1. The frequent itemsets are those that meet/exceed the minimum threshold of 0.4 . The single items that are frequent are milk, bread, beer, diapers. The 2-item frequent itemsets are {Beer,milk},{Beer,diapers},{milk,bread},{milk,diapers}. The 3 item frequent itemset  is {beer,milk,diapers}

2. Modifying the support threshold to 0.6 significantly lowers the number of frequent itemsets.

- {'Milk'}: 0.80
- {'Diapers'}: 0.80
- {'Beer'}: 0.60
- {'Milk', 'Diapers'}: 0.60
- {'Beer', 'Diapers'}: 0.60

3. Leaving the support level at 0.4 and modifying confidence level to 0.9. The assocition rule doesnt change, becasue right now all rules have a confidence of 1, so whether the confidene is 0.75 or 0.9, they confidence of 1 is higher so they remain.



Changing support to 0.4, and confidence to 0.9 only gives us 1 assocaiton rule

{'Beer'} -> {'Diapers'} (Confidence: 1.00)

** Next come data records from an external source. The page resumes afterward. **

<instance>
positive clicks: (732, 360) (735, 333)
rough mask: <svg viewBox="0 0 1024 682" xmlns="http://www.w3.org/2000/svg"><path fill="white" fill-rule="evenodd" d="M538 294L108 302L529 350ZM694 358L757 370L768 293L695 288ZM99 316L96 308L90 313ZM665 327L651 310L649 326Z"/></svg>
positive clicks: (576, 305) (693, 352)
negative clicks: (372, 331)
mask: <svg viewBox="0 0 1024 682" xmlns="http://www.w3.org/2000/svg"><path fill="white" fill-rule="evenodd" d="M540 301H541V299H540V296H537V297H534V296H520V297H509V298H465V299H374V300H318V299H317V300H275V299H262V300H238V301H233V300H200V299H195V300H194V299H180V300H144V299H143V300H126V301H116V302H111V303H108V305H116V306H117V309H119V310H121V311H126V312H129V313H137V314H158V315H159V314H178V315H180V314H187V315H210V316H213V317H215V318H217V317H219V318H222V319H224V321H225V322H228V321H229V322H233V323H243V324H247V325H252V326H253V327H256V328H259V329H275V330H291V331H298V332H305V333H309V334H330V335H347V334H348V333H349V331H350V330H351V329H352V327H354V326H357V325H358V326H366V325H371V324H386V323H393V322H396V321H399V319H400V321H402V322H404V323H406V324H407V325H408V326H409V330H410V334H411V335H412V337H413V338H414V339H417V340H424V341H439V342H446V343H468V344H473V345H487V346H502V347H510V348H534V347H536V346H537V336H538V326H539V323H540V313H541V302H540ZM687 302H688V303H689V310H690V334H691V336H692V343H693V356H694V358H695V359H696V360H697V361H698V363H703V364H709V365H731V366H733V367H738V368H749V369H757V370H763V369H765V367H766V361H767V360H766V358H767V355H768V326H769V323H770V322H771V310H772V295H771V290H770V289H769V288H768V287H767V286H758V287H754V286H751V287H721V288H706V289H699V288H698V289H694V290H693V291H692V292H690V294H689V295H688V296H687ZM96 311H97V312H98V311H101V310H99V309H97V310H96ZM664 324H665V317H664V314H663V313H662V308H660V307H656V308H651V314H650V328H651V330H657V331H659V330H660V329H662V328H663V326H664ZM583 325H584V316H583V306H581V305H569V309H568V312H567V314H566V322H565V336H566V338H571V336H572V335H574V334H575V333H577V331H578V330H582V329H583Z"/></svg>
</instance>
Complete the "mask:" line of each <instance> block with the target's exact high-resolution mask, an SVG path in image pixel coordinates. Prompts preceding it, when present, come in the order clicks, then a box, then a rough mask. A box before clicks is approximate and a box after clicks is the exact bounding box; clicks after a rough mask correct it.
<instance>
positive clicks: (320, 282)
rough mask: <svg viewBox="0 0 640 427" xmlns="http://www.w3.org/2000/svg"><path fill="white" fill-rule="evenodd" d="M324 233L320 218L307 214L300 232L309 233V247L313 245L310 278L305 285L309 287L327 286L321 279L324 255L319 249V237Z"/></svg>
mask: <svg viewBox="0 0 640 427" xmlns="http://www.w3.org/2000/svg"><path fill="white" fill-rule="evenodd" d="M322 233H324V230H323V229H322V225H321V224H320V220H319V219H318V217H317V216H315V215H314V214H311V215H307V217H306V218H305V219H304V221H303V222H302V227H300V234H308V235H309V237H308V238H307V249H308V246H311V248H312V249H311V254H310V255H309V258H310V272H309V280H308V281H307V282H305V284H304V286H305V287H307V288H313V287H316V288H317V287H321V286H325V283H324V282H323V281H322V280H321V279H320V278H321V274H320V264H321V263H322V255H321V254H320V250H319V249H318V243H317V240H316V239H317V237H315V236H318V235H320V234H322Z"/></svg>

4. adding the following transactions with support 0.4 and confidence 0.75
- {'Diapers', 'Bread'},
- {'Beer', 'Bread'},
- {'Beer'},
-  {'Bread'},
- {'Milk', 'Bread'},
-  {'Milk', 'Diapers', 'Beer', 'Bread'},
- {'Milk', 'Diapers', 'Beer'},
-  {'Milk', 'Diapers'},
-  {'Milk', 'Bread'},
-  {'Diapers', 'Beer'},


this gives us the following frequent itemsets:

* {'Milk'}: 0.60
* {'Bread'}: 0.53
* {'Diapers'}: 0.60
* {'Beer'}: 0.53
* {'Beer', 'Diapers'}: 0.40
* {'Milk', 'Diapers'}: 0.40

### and the following asociation rule : Association Rules:
{'Beer'} -> {'Diapers'} (Confidence: 0.75)



Lowering confidence threshold to 0.6 give us
Association Rules:
{'Beer'} -> {'Diapers'} (Confidence: 0.75)

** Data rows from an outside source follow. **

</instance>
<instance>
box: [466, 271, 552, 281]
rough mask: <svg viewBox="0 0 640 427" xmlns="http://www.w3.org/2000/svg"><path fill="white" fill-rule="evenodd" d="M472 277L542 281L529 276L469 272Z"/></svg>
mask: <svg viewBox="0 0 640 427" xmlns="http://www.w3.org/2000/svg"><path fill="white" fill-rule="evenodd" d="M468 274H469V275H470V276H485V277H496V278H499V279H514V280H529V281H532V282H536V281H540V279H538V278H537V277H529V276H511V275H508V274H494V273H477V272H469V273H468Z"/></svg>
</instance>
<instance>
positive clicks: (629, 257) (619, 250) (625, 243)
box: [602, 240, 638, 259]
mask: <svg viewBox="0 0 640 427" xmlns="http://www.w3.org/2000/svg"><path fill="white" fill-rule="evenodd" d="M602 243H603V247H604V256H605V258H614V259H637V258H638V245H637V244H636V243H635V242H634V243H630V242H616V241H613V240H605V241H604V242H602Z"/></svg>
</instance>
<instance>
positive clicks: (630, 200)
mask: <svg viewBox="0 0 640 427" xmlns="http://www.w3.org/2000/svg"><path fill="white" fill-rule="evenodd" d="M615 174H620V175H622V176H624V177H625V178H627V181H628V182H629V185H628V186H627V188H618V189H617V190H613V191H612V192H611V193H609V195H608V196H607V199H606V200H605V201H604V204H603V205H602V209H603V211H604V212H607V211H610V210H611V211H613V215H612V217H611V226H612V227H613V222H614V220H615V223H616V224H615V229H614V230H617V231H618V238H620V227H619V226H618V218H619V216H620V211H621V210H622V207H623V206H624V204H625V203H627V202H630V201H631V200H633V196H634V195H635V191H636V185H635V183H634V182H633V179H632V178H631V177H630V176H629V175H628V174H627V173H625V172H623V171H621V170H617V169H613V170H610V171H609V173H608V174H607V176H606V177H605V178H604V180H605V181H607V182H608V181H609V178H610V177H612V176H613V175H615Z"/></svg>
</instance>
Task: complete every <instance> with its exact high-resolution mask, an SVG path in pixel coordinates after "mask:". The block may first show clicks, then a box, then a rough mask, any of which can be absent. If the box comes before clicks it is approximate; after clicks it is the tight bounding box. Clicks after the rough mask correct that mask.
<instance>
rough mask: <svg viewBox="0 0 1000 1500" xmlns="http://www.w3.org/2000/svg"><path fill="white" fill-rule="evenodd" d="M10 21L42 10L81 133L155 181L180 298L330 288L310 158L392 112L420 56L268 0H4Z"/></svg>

{'Diapers'} -> {'Beer'} (Confidence: 0.67)

{'Milk'} -> {'Diapers'} (Confidence: 0.67)

{'Diapers'} -> {'Milk'} (Confidence: 0.67)



Adding more transactions caused some previously frequent itemsets to drop below the threshold while increasing the frequency of others (like Bread and Beer).


Lowering the confidence threshold resulted in more association rules, meaning that some strong but slightly less confident rules became visible.


Some patterns remain consistent, such as the strong association between Beer and Diapers, which is a well-known market basket pattern.

5. Here are some other  real world applications of association rule mining

## Healthcare & Medical Diagnosis
- Disease Prediction: Identifying common symptom-disease relationships (e.g., if a patient has symptoms A and B, they may have disease X).
- Patient Risk Analysis: Detecting factors that contribute to high-risk patients (e.g., diabetes and high blood pressure often leading to heart disease).


## Fraud Detection
- Credit Card Fraud: Identifying unusual spending patterns that may indicate fraudulent activity (e.g., a sudden purchase of high-value items in multiple locations).

## Cybersecurity & Intrusion Detection
- Malware Detection: Identifying combinations of activities or behaviors that indicate potential cyber threats.
- User Authentication: Detecting abnormal login behaviors that deviate from a user’s normal activity.

## Recommendation Systems
- E-commerce & Retail: Suggesting products frequently bought together (e.g., Amazon’s “Customers who bought this also bought…”).

## Social Media & User Behavior Analysis
- Friend Suggestions: Identifying people with similar connections and interactions (e.g., Facebook’s “People You May Know”).
- Content Personalization: Finding common patterns in likes, shares, and comments to suggest relevant posts.